O cenário vivido nesta quarta-feira (22) por quase 150 municípios gaúchos, na primeira onda de chuvas causadas pelo El Niño no Estado, acende diversos alertas. Mesmo quase dois anos depois das enchentes de 2024, mesmo com os avisos desde a semana passada, mesmo com a confirmação do fenômeno climático há semanas, a resposta foi longe do ideal. Pelo menos 200 pessoas foram retiradas de casa, o que expõe, pelo menos, algumas falhas. Seja no preparo prévio, afinal, não foram criadas redes de proteção, seja na identificação da necessidade que, talvez, alguns lugares realmente já não sejam habitáveis no Estado.
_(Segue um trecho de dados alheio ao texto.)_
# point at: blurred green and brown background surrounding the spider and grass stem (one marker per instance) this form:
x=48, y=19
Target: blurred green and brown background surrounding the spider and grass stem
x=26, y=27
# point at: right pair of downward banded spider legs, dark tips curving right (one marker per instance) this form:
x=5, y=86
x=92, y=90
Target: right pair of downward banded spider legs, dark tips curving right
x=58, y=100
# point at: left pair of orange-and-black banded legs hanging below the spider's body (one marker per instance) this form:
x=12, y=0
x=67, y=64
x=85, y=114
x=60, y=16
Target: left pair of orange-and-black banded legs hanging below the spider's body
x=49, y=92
O clima raramente traz impactos sem aviso prévio. Por isso, a cada vez que falhamos na proteção e perdemos vidas, ou pessoas têm seus lares destruídos, há essa sensação de que a resposta dos órgãos públicos poderia ter sido melhor. Diante do cenário de El Niño forte ao longo dos próximos meses, é fundamental que sejam fortalecidas essas redes. Todos sabemos que vai chover acima da média, principalmente a partir da primavera. Não fazer nada é uma escolha.
Só que o tema climático, infelizmente, está sendo levado para o debate político-eleitoral neste ano. Naturalmente, é sim um assunto que precisa ser encarado de frente e nortear as políticas públicas do Estado, mas sem leviandade. Apenas por politicagem, alardeando e assustando as pessoas, chega a ser uma canalhice diante do trauma que vivemos recentemente. É preciso de uma avaliação estruturada e que se transforme em ações práticas voltadas à proteção de vidas e das estruturas. Apenas a crítica pela crítica e a cobrança descabida sem muita lógica joga o tema para o esgoto.
O Rio Grande do Sul vive uma nova realidade, mais crítica e lamentavelmente perigosa. Corremos o risco de, mais uma vez, perder vidas para o clima. A resposta efetiva é o único caminho, com adaptações estruturais das comunidades e ações prévias de proteção. Apenas prever e avisar se vai chover e o quanto não é o suficiente. As áreas de risco devem ser reestruturadas.